Printable Version Enter a New Search
Bug ID 6606991
Synopsis panic assertion failure !ill->ill_join_allmulti for multicast router
State 10-Fix Delivered (Fix available in build)
Category:Subcategory kernel:tcp-ip
Keywords clearview | rtiq_reviewed
Responsible Engineer Sebastien Roy
Reported Against snv_74
Duplicate Of
Introduced In solaris_10
Commit to Fix snv_103
Fixed In snv_103
Release Fixed solaris_nevada(snv_103)
Related Bugs 4502640
Submit Date 20-September-2007
Last Update Date 27-November-2009
Description
When testing multicast forwarding with mrouted (available at e.g., /net/npt.sfbay/export/surya/test/mcast_forward/mrouted3.9. Run as mrouted -d.)

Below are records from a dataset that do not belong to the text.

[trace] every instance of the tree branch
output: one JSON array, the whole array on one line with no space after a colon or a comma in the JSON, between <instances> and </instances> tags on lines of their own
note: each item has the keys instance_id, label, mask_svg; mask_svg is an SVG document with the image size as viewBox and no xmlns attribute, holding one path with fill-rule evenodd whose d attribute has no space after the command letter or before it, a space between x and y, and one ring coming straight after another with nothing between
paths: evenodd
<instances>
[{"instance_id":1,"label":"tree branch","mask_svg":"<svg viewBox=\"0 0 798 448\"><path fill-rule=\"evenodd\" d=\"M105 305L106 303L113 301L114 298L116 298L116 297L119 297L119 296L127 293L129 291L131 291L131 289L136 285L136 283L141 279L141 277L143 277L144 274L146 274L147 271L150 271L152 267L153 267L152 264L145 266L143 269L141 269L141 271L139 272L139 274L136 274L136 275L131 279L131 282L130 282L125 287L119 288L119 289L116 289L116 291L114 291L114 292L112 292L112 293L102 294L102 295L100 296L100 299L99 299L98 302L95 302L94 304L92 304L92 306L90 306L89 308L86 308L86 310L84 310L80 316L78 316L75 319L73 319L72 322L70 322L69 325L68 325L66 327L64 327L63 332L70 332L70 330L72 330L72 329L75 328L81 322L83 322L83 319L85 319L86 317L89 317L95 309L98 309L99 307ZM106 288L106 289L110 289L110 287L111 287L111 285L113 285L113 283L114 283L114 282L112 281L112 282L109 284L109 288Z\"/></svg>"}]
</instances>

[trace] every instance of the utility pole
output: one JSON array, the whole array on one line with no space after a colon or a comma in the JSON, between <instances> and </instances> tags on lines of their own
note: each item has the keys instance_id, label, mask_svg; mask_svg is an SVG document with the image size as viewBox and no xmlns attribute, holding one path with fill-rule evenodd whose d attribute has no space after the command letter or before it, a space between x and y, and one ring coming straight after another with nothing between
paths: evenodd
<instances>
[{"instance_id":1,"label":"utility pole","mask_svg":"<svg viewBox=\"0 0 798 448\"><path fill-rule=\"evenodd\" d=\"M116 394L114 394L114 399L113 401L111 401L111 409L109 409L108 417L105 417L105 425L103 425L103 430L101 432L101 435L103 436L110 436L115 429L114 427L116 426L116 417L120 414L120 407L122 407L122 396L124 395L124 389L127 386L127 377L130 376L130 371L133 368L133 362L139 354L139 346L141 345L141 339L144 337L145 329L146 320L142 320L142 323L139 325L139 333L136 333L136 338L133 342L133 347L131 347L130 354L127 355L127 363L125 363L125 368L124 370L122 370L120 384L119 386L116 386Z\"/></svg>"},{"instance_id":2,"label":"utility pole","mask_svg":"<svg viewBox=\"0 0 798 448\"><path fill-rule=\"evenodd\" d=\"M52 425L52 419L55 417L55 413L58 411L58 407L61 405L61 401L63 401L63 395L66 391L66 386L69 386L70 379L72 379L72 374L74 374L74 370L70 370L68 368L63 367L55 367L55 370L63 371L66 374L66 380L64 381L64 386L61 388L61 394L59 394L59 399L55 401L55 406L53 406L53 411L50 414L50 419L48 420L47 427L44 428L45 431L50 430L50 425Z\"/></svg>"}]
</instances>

While mrouted is running ifconfig a network interface down and/or unplumb it, and
most likely the following assertion fires:

> $c
vpanic()
assfail+0x7e(fffffffff7b71908, fffffffff7b71c48, 454)
ip_join_allmulti+0x11b(ffffff00caeeb948)
ill_recover_multicast+0xab(ffffff00caadaae8)
ipif_up_done+0x750(ffffff00caeeb948)
ip_arp_done+0x1af(ffffff00ceea5d80, ffffff00ceea6e50, ffffff00c98c1780, 0)
qwriter_ip+0x7a(ffffff00caadaae8, ffffff00ceea6e50, ffffff00c98c1780, 
fffffffff7a2fac0, 0, 0)
ip_wput_nondata+0x984(0, ffffff00ceea6e50, ffffff00c98c1780, 0)
ip_output_options+0x26f(0, ffffff00c98c1780, ffffff00ceea6e50, 2, 
fffffffffbd31c50)
ip_output+0x24(0, ffffff00c98c1780, ffffff00ceea6e50, 2)
ip_wput+0x39(ffffff00ceea6e50, ffffff00c98c1780)
putnext+0x2f1(ffffff00ceea63b0, ffffff00c98c1780)
ar_cmd_done+0x150(ffffff00cf3708b8)
ar_dlpi_done+0x8e(ffffff00cf3708b8, 100)
ar_rput_dlpi+0x226(ffffff00ceea42a8, ffffff00d46a4640)
ar_rput+0x791(ffffff00ceea42a8, ffffff00d46a4640)
qdrain_syncq+0x1e3(ffffff00c9efdf20, ffffff00ceea42a8)
drain_syncq+0x395(ffffff00c9efdf20)
putnext_tail+0xeb(ffffff00c9efdf20, ffffff00ceea42a8, 11)
putnext+0x5d9(ffffff00ceea4550, ffffff00c98c1960)
qreply+0x4c(ffffff00ceea4648, ffffff00c98c1960)
> fffffffff7b71908/s                  
0xfffffffff7b71908:             !ill->ill_join_allmulti
Core file available at /home/nordmark/cores/6606991
Work Around
N/A
Comments
The panic occurs because (as part of ipif_sioctl_netmask() or ipif_sioctl_addr()) the ip_join_allmulti() that is called as a result of ill_recover_multicast() notices that ip_leave_allmulti() was never called as part of bringing the interface down.  The ip_leave_allmulti() _should_ happen in ill_leave_multicast(), which gets called by ill_dl_down(), which gets called by ipif_down_tail() under a strict set of circumstances:

        if (ill->ill_wq != NULL && !ill->ill_logical_down &&
            ill->ill_ipif_up_count == 0 && ill->ill_ipif_dup_count == 0 &&
            ill->ill_dl_up) {
                ill_dl_down(ill);
        }

ip_sioctl_addr() calls ipif_down_tail(), so why does ip_leave_allmulti() never get called in this scenario?  It turns out that ill_logical_down is always set to 1 when ipif_down_tail() gets called by ipif_sioctl_netmask() and ipif_sioctl_addr(), and thus ill_dl_down() doesn't get called.